Doubtless there will be a blockbuster film of this incident starting with the disaster itself, cutting to families uncertain of whether loved ones are dead or alive, feckless mine management distancing themselves from the possibility of rescue and President Pinera of Chile mobilising the country to attempt the impossible rescue. There will also be a hero to lead the underground miners to co-operate and work together in order to survive.
This eponymous Hollywood hero may be Luis Urzua the supervisor who first emerged, organising the living conditions, setting up work rotas, mapping the underground location for the rescue team and ensuring that 2 days food was shared equally amongst the group and made to last the first 17 days before a relief hole was bored down to rescue haven 33.

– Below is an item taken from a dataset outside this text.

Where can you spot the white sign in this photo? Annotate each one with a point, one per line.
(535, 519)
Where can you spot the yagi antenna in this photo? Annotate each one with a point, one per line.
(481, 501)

However, the reality is that of multiple leaders in addition to Urzua, emerging and giving each other space and responsibility to take on different tasks.
People can do extraordinary things under pressure (living underground for 70 days) and drilling a rescue hole through over 700 metres of rock (when the previous rescue depth record was 70metres) amongst other feats. However, to do so, natural leaders must emerge to shape the group outcome (every man for himself simply ends in disaster) and co-operate with each other providing space to let each individual contribute to the best of their ability.
Communication is key, focusing on engaging everyone in the goal, objectives and celebrating milestones and eventual success.
The role of the ‘President’ is to provide a vision and then trust his/ her people to manage the task using experts as appropriate.
Finally the role of emotion (resilience and hope over adversity) over rational thinking (e.g. the mine owners effectively disengaged from the possibility of rescue stating it could not be done), not accepting set backs and maintaining personal and group unity and resilience.
Undoubtedly other lessons will emerge over time. It will be fascinating to learn about insights that can be applied to leaders at all organisational levels through interventions such as executive team coaching.